Air India (AI, Delhi International) is considering having its Air India Express (IX, Delhi International) and Alliance Air (India) (9I, Delhi International) subsidiaries join Star Alliance's Connecting Partner Model (CPM) programme India's LiveMint news has reported.

According to airline sources who spoke to the paper on condition of anonymity, the process will start with Air India Express's accession first followed by Alliance Air's. For its part, Air India only joined Star Alliance in July 2014 following a lengthy, protracted vetting process.

The CPM caters primarily to LCCs and hybrid airlines whose route networks compliment those of Star Alliance. While successful candidates will not become fully-fledged members of the alliance, they will be able to enter into bilateral commercial agreements with select member airlines, which may include additional Frequent Flyer Programme-based privileges. South Africa's Mango Airlines (MNO, Johannesburg O.R. Tambo) is the only known airline to have joined the CPM thus far.

Of Air India's two subsidiaries, Air India Express operates budget flights using a fleet of eighteen B737-800s on flights from India to Malaysia, Singapore, Qatar, Bahrain, Kuwait, Saudi Arabia, the United Arab Emirates, and Oman.
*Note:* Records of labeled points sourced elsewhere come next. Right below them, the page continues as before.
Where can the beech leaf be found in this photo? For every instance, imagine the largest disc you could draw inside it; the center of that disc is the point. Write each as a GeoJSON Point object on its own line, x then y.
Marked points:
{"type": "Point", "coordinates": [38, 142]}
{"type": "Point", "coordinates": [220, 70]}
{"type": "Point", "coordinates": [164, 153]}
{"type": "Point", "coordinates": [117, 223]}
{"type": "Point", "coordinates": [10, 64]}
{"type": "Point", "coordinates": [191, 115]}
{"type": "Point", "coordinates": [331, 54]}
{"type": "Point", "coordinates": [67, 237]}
For its part, Alliance Air was the budget subsidiary of Indian Airlines (Delhi International) prior to its merger with Air India in 2011. Rebranded as Air India Regional, Alliance Air specializes in serving twenty-three Tier II and III airports across India from bases in Delhi International, Bengaluru International, Kolkata , Hyderabad International, and Mumbai International. It employs a fleet of two ATR42-300s, six ATR72-600s, and three CRJ700s.